Ele só não avançou nessa trilha
por uma definição filosófica:
achava que as fotos de violência
contribuíam para aumentar a
violência.
O último retrato feito por Avedon foi publicado na semana passada pela revista "New Yorker". O
modelo é Teresa Heinz Kerry,
mulher do candidato à Presidência. Muitos, com o sucesso das fotos de exterior, pensam que Avedon continuou nessa trilha.
A sensação que tenho é que optou por um fundo branco para
ressaltar a pureza dos movimentos de seus modelos. Ele mesmo,
num certo momento, desabafou:
"Como perseguir a luz natural, se
vivemos entre Hiltons, aeroportos
e coquetéis?". Para ele, a luz natural era como a infância, uma bela
lembrança.
A conclusão a que chego é que
os grandes fotógrafos de moda
são, nos EUA, grandes fotógrafos
em quase todas as áreas. Está aí,
com 87 anos, Irving Penn, que
também começou na "Vogue" e
construiu uma obra de importância mundial.
A fotografia é um momento de
esplendor da cultura norte-americana.
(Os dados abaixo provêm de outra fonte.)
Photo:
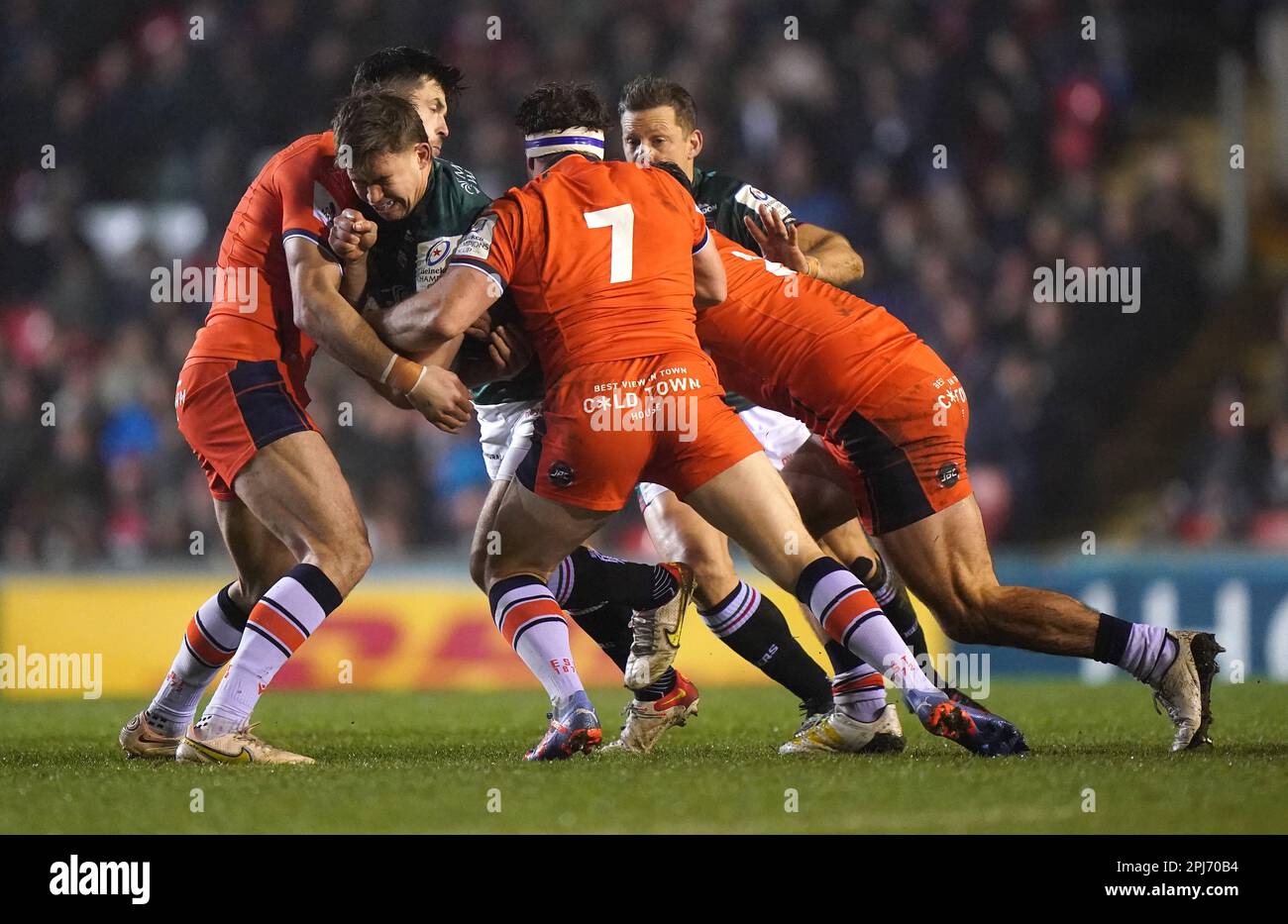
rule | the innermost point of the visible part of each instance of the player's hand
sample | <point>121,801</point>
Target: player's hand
<point>777,240</point>
<point>442,399</point>
<point>352,236</point>
<point>510,352</point>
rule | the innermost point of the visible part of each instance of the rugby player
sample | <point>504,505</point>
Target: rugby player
<point>658,121</point>
<point>894,416</point>
<point>284,511</point>
<point>387,260</point>
<point>613,325</point>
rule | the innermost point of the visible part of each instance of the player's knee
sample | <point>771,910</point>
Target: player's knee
<point>964,617</point>
<point>478,565</point>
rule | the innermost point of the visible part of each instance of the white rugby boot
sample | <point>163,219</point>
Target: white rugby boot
<point>838,734</point>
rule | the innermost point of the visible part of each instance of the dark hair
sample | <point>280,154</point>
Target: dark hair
<point>394,68</point>
<point>562,106</point>
<point>375,124</point>
<point>649,91</point>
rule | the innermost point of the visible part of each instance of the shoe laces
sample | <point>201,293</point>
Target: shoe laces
<point>643,624</point>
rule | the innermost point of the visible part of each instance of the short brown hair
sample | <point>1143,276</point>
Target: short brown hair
<point>649,91</point>
<point>373,124</point>
<point>554,106</point>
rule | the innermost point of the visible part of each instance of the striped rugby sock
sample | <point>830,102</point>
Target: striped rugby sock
<point>850,614</point>
<point>209,643</point>
<point>281,622</point>
<point>531,622</point>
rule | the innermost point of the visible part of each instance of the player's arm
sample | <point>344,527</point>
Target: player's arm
<point>807,249</point>
<point>351,239</point>
<point>509,351</point>
<point>322,313</point>
<point>709,286</point>
<point>836,261</point>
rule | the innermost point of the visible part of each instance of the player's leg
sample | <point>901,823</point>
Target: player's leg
<point>751,505</point>
<point>536,536</point>
<point>295,489</point>
<point>597,591</point>
<point>945,560</point>
<point>741,617</point>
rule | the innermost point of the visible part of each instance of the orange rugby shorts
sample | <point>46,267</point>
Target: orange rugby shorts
<point>606,426</point>
<point>228,409</point>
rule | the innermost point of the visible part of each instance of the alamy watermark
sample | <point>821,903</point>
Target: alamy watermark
<point>194,284</point>
<point>58,670</point>
<point>1090,284</point>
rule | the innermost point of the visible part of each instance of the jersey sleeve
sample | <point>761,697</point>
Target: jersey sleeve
<point>308,205</point>
<point>493,244</point>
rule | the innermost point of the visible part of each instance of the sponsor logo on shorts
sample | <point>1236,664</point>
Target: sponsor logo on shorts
<point>665,402</point>
<point>76,876</point>
<point>561,473</point>
<point>26,669</point>
<point>1089,286</point>
<point>183,284</point>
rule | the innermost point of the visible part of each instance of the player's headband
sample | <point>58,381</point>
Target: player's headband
<point>579,138</point>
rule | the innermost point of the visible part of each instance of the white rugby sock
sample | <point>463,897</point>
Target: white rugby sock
<point>849,613</point>
<point>531,620</point>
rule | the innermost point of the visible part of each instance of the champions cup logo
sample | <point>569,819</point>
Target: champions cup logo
<point>193,284</point>
<point>664,403</point>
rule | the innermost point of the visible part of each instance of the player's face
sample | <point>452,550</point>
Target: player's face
<point>430,102</point>
<point>655,136</point>
<point>393,183</point>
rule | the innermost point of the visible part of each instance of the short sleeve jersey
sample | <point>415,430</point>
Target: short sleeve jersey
<point>774,317</point>
<point>297,193</point>
<point>599,258</point>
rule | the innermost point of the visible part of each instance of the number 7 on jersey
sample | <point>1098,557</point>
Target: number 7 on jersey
<point>621,219</point>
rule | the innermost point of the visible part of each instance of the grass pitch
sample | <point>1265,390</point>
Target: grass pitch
<point>433,762</point>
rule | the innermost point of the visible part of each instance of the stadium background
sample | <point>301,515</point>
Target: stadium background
<point>1087,425</point>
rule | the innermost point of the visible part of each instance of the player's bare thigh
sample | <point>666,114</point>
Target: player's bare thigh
<point>259,557</point>
<point>535,534</point>
<point>681,534</point>
<point>485,541</point>
<point>295,489</point>
<point>750,503</point>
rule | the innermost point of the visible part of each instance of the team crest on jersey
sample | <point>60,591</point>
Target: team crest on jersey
<point>323,203</point>
<point>478,242</point>
<point>561,473</point>
<point>432,258</point>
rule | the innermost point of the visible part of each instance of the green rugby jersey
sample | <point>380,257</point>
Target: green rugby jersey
<point>412,253</point>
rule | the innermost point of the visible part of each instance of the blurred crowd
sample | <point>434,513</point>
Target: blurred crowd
<point>957,145</point>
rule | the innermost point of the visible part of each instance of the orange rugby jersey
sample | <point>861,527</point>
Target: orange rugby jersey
<point>599,258</point>
<point>296,194</point>
<point>777,326</point>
Avedon, um mestre do século 20, teve em quem se inspirar,
se pensamos em Paul Strand e
Walker Evans, para falar apenas
de dois.
Num nível mais modesto do que
americana e talvez a mexicana, a
fotografia brasileira deu inúmeros passos. Temos, entre outros,
um mestre em preto-e-branco, Sebastião Salgado, e um mestre em
cores, Miguel Rio Branco.
Um obstáculo para o progresso
fomos nós, editores de jornais e
revistas, nas décadas anteriores.
Com uma cultura tipicamente literária, sempre entendemos a foto como uma ilustração; éramos
adversários da autonomia da
imagem.
Outro obstáculo é a dificuldade
de reconhecer a fotografia como
uma atividade cultural. Faz tempo que insisto com amigos cearenses para fazerem uma espécie
de museu da fotografia do Ceará.
Eles gostam dos fotógrafos, tanto
que deram a uma avenida o nome de Luciano Carneiro. Mas
ainda não cultivam a foto como
um trunfo da cultura local. Isso
tudo pode mudar: a editora Cosac
& Naify, por exemplo, está lançando um livro sobre a história
da fotografia moderna no Brasil.
Truman Capote dizia que Avedon tinha o dom do olhar. Cartier-Bresson também o tinha.
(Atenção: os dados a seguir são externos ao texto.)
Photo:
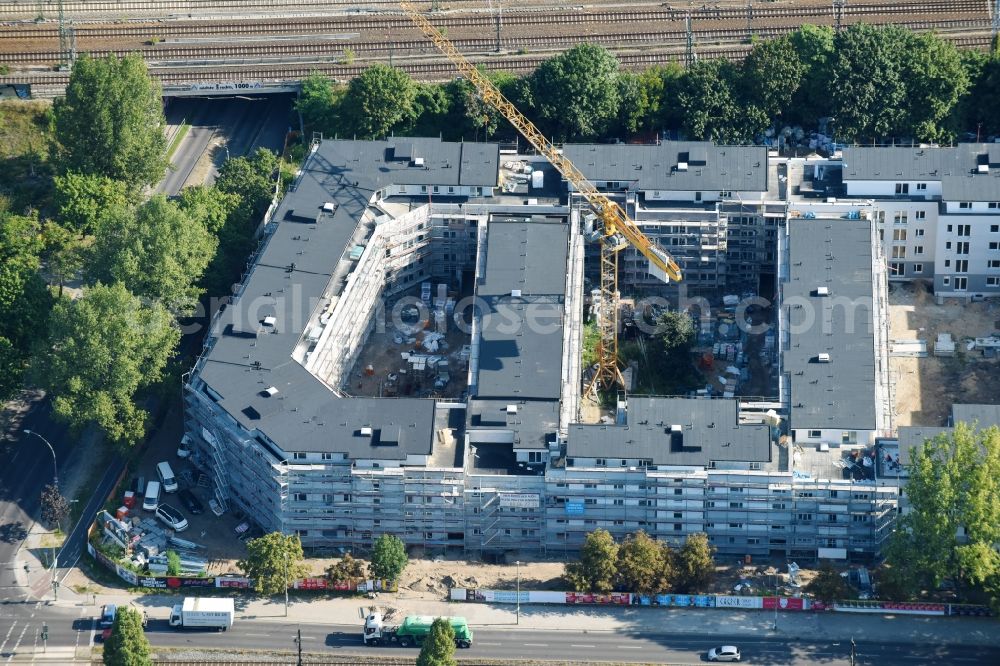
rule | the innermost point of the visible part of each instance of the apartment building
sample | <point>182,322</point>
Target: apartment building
<point>510,465</point>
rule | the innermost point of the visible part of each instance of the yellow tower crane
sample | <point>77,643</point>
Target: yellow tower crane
<point>617,228</point>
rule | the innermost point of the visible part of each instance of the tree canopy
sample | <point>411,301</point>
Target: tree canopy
<point>597,569</point>
<point>127,645</point>
<point>576,94</point>
<point>377,102</point>
<point>156,250</point>
<point>438,648</point>
<point>952,522</point>
<point>273,562</point>
<point>110,123</point>
<point>388,558</point>
<point>105,346</point>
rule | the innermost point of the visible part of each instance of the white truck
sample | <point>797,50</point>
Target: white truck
<point>203,613</point>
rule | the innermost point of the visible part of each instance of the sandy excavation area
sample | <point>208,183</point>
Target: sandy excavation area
<point>925,388</point>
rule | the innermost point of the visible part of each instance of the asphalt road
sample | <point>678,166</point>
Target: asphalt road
<point>26,467</point>
<point>584,647</point>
Num momento em que a fotografia vive a revolução digital e milhões de pessoas no mundo se dedicam a ela, fica sempre uma interrogação no ar. Esse fenômeno
vai estimular ou inibir a aparição
de grandes mestres? Já temos as
câmeras onde tudo pode ser feito
automaticamente. Ficam faltando apenas o talento e a cultura
plástica dos grandes artistas, que,
aos poucos, deixam a cena.
Que o novo século tenha algo
como os anos 60 do século 20 e alguém para eternizá-lo como Richard Avedon.